Best strategy to handle strange JVM errors inside VPS

pezi

New Member
Aug 2, 2011
28
0
1
I am playing arround with PROXMOX /openvz to migrate a couple of VMware instances. Most applications are Java based, which can easy be migrate to OpenVZ. For each customer/project an own VPS.

Now I try to to migrate Alfresco an Open Source Document Mangement System. The actual problem - the JVM which serves the Tomcat Container dies after an hour. Tested with 3 different VMs - SUN JDK two different versions and OpenJDK - same behaviour. Search in the Alfresco forum there is no hint according this problem. Seems to be an JVM/OpenVZ problem. An other VPS with Open-Xchanage (Java based Groupware) works fine.

Enviroment:
pve-manager: 1.8-23 (pve-manager/1.8/6533)
running kernel: 2.6.32-6-pve
proxmox-ve-2.6.32: 1.8-42
pve-kernel-2.6.32-6-pve: 2.6.32-42
qemu-server: 1.1-31
pve-firmware: 1.0-13
libpve-storage-perl: 1.0-19
vncterm: 0.9-2
vzctl: 3.0.28-1pve5
vzdump: 1.2-15
vzprocps: 2.0.11-2
vzquota: 3.0.11-1
pve-qemu-kvm: 0.15.0-1
ksm-control-daemon: 1.0-6

VPS settings
105.jpg

Question: It is allowed to use VZ templates from OpenVZ - or is there a restriction to use only VZ templates provides by PROXMOX ( tested, etc.).

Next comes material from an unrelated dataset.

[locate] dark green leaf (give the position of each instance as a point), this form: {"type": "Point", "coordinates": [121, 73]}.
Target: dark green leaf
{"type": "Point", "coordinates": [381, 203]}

Any idea to handle such problems?

With best reagards
Peter

JVM dump
PHP:
#
# A fatal error has been detected by the Java Runtime Environment:
#
#  Internal Error (synchronizer.cpp:1401), pid=672, tid=6302576
#  guarantee(mid->header()->is_neutral()) failed: invariant
#
# JRE version: 6.0_22-b22
# Java VM: OpenJDK Client VM (20.0-b11 mixed mode, sharing linux-x86 )
# Derivative: IcedTea6 1.10.2
# Distribution: Ubuntu 11.04, package 6b22-1.10.2-0ubuntu1~11.04.1
# If you would like to submit a bug report, please include
# instructions how to reproduce the bug and visit:
#   https://bugs.launchpad.net/ubuntu/+source/openjdk-6/
#

---------------  T H R E A D  ---------------

Current thread (0x08873800):  VMThread [stack: 0x00582000,0x00603000] [id=675]
 

Attachments

  • 105.jpg
    105.jpg
    162.7 KB · Views: 32
Question: It is allowed to use VZ templates from OpenVZ - or is there a restriction to use only VZ templates provides by PROXMOX ( tested, etc.).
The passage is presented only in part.